"Unforgotten' Season 2, Episode 3 Recap: The Nature of Guilt

Unforgotten-S02E06 01.jpg

ITV UNFORGOTTEN SERIES 2 EPISODE 6 Pictured : NICOLA WALKER as DCI Cassie Stuart and SANJEEV BHASKAR as Sunny. This photograph is (C) ITV Plc and can only be reproduced for editorial purposes directly in connection with the programme or event mentioned above. Once made available by ITV plc Picture Desk, this photograph can be reproduced once only up until the transmission [TX] date and no reproduction fee will be charged. Any subsequent usage may incur a fee. This photograph must not be manipulated [excluding basic cropping] in a manner which alters the visual appearance of the person photographed deemed detrimental or inappropriate by ITV plc Picture Desk. This photograph must not be syndicated to any other company, publication or website, or permanently archived, without the express written permission of ITV Plc Picture Desk.
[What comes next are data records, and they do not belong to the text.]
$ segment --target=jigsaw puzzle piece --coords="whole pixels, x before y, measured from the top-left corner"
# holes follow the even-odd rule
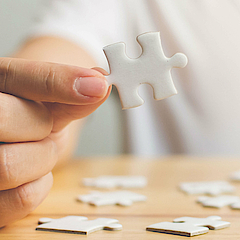
[[[210,216],[206,218],[181,217],[173,220],[174,223],[189,223],[198,227],[208,227],[211,230],[222,229],[230,226],[230,222],[221,221],[219,216]]]
[[[83,185],[96,188],[143,188],[147,185],[144,176],[100,176],[84,178]]]
[[[240,198],[230,195],[222,195],[219,197],[202,196],[197,199],[197,202],[201,203],[204,207],[222,208],[240,202]]]
[[[144,101],[139,96],[134,79],[139,78],[139,71],[136,72],[136,63],[126,55],[126,45],[123,42],[108,45],[103,48],[106,55],[110,75],[107,81],[115,85],[121,100],[122,108],[141,106]]]
[[[130,206],[133,202],[146,201],[146,196],[130,191],[98,192],[79,195],[77,200],[94,206],[121,205]]]
[[[172,223],[172,222],[160,222],[152,224],[146,228],[147,231],[168,233],[181,236],[197,236],[207,233],[209,229],[207,227],[196,227],[187,223]]]
[[[230,179],[231,179],[232,181],[240,181],[240,171],[233,172],[233,173],[230,175]]]
[[[179,188],[187,194],[219,195],[232,193],[235,187],[226,181],[183,182]]]
[[[240,210],[240,201],[231,204],[230,207],[232,209]]]
[[[144,103],[138,94],[141,84],[152,86],[156,100],[177,94],[170,71],[173,67],[185,67],[188,61],[182,53],[167,58],[161,46],[159,32],[141,34],[137,41],[142,47],[142,54],[136,59],[126,55],[125,43],[115,43],[103,48],[110,68],[107,79],[109,84],[117,87],[123,109]]]
[[[181,217],[174,219],[173,222],[152,224],[148,226],[146,230],[192,237],[207,233],[209,229],[217,230],[229,226],[229,222],[221,221],[221,217],[218,216],[210,216],[207,218]]]
[[[40,218],[39,223],[40,225],[36,230],[78,234],[89,234],[98,230],[117,231],[122,229],[118,220],[110,218],[88,220],[88,218],[81,216],[67,216],[59,219]]]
Full Terms and conditions are available on the website www.itvpictures.com For further information please contact: Patrick.smith@itv.com 0207 1573044

With all the suspects this season turning up with alibis, Unforgotten's mystery of who killed David Walker seems unsolvable.

Colin: I'm not the kind of man who forgets when someone screws him over.

Unforgotten's second mystery has reached its final episode. With only an hour and change to put the clues together, the first 15 minutes have Stuart quickly rounding up clues to confirm most of our suspicions from last week. The woman, Maria Gonzalez, who claimed Colin raped her, was an employee of David Walker's and admits it was a frame-up. Walker had her do this because "Osborn asked him one question too many." Osborne is genuinely shocked to learn the allegations were fake, he believed he'd raped her during an alcoholic blackout. But with this admission comes confirmation he's been lying about knowing Walker.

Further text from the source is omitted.